Splunk Search

Downtime duration

tmarlette
Motivator

I am looking to build a query for splunk, that analyzes historical instances of down times.

I am doing this with a service state, and there are 4 values. Starting, Running and Stopping, Stopped.
I poll this service every 60 seconds for it's status. I am looking for the duration of the 'down' instances, per day.

As in, the services are in a running state, but they were down for 30 minutes, at this time.

I have a query in the works, but I'm not sure if it's the right fit:

sourcetype=WMI:Service Name=Email2db | streamstats current=false last(State) as last_service_status last(_time) as time_of_change by Name | where State!="last_service_status" | eval outage=now()-time_of_change | eval duration=strftime(outage, "%H:%M") | rename State as current_service_status | table time_of_change, Name, last_service_status, current_service_status, duration

All i'm looking to map is a 'state change' event, and the duration that it remained in that state. if there were two times that the service went down three hours apart, the suits would like to see those individual intances in something as simple as three fields. Those fields are:

Outage Start, Outage Stop, Duration.

0 Karma

somesoni2
Revered Legend

Try this (add rename at the end per your need)

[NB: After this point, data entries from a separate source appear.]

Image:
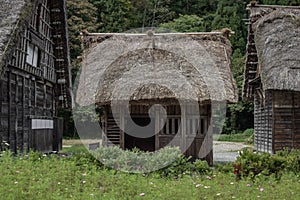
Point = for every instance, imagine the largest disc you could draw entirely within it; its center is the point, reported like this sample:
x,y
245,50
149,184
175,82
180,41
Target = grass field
x,y
38,176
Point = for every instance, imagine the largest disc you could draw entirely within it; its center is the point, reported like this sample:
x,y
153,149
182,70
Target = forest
x,y
117,16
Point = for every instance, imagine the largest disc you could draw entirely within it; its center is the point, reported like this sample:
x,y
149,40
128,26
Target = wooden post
x,y
122,126
157,131
183,128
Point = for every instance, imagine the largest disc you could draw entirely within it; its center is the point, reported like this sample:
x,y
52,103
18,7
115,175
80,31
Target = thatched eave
x,y
275,33
136,67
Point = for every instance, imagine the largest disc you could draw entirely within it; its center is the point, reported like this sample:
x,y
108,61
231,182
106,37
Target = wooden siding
x,y
277,121
175,132
263,122
28,89
286,120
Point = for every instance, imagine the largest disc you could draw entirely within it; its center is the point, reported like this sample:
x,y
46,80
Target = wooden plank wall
x,y
263,123
28,90
286,120
192,131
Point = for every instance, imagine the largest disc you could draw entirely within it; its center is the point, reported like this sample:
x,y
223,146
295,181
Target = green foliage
x,y
168,162
53,177
250,164
246,136
81,16
114,15
185,23
202,167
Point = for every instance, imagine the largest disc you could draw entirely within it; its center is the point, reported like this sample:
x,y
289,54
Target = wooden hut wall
x,y
263,122
286,105
188,131
27,86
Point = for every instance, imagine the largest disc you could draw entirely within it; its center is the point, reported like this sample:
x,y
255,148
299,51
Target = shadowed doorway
x,y
144,144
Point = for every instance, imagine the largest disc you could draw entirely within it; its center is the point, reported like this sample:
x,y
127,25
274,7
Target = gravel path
x,y
227,151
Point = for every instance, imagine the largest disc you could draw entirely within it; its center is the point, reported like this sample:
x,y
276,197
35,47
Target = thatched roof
x,y
193,66
10,12
276,32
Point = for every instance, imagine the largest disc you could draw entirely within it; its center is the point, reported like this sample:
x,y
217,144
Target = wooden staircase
x,y
113,132
61,53
251,69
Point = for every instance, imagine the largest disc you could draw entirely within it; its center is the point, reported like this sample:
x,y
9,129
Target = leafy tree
x,y
185,23
81,16
114,15
230,14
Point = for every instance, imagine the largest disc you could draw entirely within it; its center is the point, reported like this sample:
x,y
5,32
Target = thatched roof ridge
x,y
10,12
160,66
276,32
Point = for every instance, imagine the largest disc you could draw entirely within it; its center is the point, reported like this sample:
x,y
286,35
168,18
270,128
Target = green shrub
x,y
167,162
249,132
136,161
250,164
202,167
292,160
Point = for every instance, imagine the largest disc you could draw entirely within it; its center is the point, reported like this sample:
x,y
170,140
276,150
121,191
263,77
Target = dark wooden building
x,y
34,73
272,76
187,74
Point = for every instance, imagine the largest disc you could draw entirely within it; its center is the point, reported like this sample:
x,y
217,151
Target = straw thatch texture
x,y
272,49
161,66
9,14
277,39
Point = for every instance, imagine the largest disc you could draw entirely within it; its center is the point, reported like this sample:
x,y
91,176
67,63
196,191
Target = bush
x,y
250,164
202,167
292,160
167,162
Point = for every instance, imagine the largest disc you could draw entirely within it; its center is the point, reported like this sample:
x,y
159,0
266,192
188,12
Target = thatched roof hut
x,y
272,75
141,70
146,67
276,33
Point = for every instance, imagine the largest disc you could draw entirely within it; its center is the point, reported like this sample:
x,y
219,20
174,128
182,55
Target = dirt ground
x,y
227,151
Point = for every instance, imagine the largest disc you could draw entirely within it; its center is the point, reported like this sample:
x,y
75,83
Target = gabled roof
x,y
188,66
10,12
273,49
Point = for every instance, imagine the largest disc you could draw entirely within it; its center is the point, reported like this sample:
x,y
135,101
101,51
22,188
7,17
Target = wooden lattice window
x,y
32,57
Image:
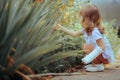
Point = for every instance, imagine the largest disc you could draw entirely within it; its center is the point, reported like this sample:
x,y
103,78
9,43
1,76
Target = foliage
x,y
111,34
26,28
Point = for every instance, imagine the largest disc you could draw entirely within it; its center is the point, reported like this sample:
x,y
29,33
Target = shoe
x,y
89,65
99,67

your base search  | streamstats current=false last(State) as last_service_status last(_time) as time_of_down by Name,host | where State!=last_service_status AND NOT State="Down" | streamstats current=false last(_time) as time_of_up by Name,host  | where isnotnull(time_of_up) | eval duration=time_of_up - time_of_down | convert ctime(time_of_*) | table host, Name, time_of_*,duration
0 Karma

somesoni2
Revered Legend

Could you post some sample events?

0 Karma

tmarlette
Motivator

I had to find out where is was failing, and it looks like at the | where segment of the query. If I remove a piece of it, I get results, but they are useless, as there is no duration:

sourcetype=WMI:Service Name=Email2db | streamstats current=false last(State) as last_service_status last(time) as time_of_down by Name,host | where State!="Down" | streamstats current=false last(_time) as time_of_up by Name,host | where isnotnull(time_of_up) | eval duration=time_of_up - time_of_down | convert ctime(time_of) | table host, Name, time_of_,duration

0 Karma